Artificial intelligence: the strategies of Big Tech
This afternoon, Palazzo Geremia hosted the panel organized as part of the Trento Festival of Economics with the participation of Paolo Traverso
Artificial intelligence is increasingly showing its great potential. In particular, in the field of generative artificial intelligence, there is the tremendous power of the so-called Big Tech, the big companies that can afford to invest billions and have a computational capacity, a hardware, beyond any possibility compared to small medium-sized companes or research institutes. There is a downside, though.”
So said Paolo Traverso, director of Strategic Planning at Fondazione Bruno Kessler – a pioneer in Italy in artificial intelligence research – during his talk this afternoon at Palazzo Geremia at the Trento Festival of Economics.
In the panel “Artificial Intelligence: the Strategies of Big Tech,” attended by Pier Antonio Azzalini (chief information officer, Fincantieri), Rita Cucchiara (University of Modena and Reggio Emilia), Marco Gay (Executive Chairman, ZEST), Marco Trombetti (Co-Founder and CEO, Translated) and Fabio Vaccarono (CEO Multiversity), Traverso pointed out: “One factor that should not be underestimated is that this race for computational power, for ever-larger systems with lots of parameters and trained with an immense amount of data, has a sustainability problem, both in terms of investment and energy. There is an upper limit that cannot be exceeded, and there is a big space here for other organizations as well: both for companies that are not BigTech and can collaborate with them, and for research, including public sector research.
At Fondazione Bruno Kessler, we see that so many companies or public institutions come to us asking for artificial intelligence systems to solve their problems. These companies require specific, customized, reliable solutions. We need to understand what is the right data to use, what is the best software architecture, and so on. Research can strongly help solve the problems of reliability of these technologies and the very high energy consumption that becomes environmentally unsustainable. So it opens up possibilities for organizations that are able to build systems that are arguably simpler, smaller, but for a given task are actually able to be reliable and meet the needs of customers who are trying to use artificial intelligence in real life cases.”
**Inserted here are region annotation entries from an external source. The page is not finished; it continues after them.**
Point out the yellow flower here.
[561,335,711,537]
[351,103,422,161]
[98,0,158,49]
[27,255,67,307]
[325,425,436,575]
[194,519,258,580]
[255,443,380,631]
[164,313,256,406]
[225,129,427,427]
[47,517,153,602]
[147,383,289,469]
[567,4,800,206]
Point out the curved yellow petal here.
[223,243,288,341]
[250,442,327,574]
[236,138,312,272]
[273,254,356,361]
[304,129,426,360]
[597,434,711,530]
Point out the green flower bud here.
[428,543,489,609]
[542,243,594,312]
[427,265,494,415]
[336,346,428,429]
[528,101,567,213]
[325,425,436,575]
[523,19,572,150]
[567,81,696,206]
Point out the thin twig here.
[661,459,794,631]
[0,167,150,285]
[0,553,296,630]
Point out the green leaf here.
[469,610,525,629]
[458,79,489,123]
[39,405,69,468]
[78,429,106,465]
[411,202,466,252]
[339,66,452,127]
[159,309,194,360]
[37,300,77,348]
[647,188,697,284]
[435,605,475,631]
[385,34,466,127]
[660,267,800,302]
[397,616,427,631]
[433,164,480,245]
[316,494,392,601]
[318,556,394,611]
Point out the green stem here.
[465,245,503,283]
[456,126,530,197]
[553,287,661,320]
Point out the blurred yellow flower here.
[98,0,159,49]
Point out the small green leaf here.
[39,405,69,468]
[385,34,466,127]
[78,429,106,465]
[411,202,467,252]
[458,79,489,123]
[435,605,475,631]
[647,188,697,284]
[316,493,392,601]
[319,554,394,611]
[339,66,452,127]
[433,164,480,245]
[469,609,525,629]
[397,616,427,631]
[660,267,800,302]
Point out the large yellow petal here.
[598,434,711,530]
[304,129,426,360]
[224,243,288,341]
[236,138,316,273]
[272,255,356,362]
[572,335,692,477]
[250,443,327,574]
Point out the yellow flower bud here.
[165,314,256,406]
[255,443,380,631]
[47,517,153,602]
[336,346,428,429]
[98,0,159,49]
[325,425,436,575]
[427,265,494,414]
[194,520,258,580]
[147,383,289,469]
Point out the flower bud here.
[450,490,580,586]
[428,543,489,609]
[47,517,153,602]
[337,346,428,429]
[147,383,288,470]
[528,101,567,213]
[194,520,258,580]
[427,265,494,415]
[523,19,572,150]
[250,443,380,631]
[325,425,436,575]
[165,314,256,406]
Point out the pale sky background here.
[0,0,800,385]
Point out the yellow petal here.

When asked for some examples where this has been made possible, Traverso continued: “There are several experiences in FBK that reflect this market space. Starting with applications for health and medicine. In the Trento Heathcare System, we are adopting a product – which will also be introduced in a dozen other healthcare systems in Italy – that can use artificial intelligence techniques to analyze the retinal images of people suffering from diabetes and direct doctors to those cases where their intervention is needed. Also, we are helping Parkinson’s physicians with predictive AI models that can detect the risk of a patient’s condition worsening over the years – for example, the risk of falling or cognitive impairment-so that not only physicians, but also family members and caregivers, can act as early as possible. Furthermore, we also use generative artificial intelligence – the same technology that in some cases is used to generate fake images, which we are very concerned about -utilizing its positive potential and that is to generate digital images that do not belong to real patients but are realistic and validated by physicians. These are useful in training systems that can in turn help other anatomical pathologists to focus on cases where their intervention is needed. Consider how useful this technology can be in treating rare diseases, where there is not enough data from “real” patients to train artificial intelligence systems. We use modern AI techniques in other areas as well, such as agriculture, for example in a project with the Autonomous Province of Trento, the Edmund Mach Foundation and Trentino Digitale, to monitor and responsibly use irrigation water usage in the fields, to help Meteo Trentino and the European Center for Climate Change predict extreme weather events, to help companies that want to improve their production process, for example by significantly reducing the number of products rejected. These are examples where public research and private companies can work together to solve customer problems and significantly improve services for people.”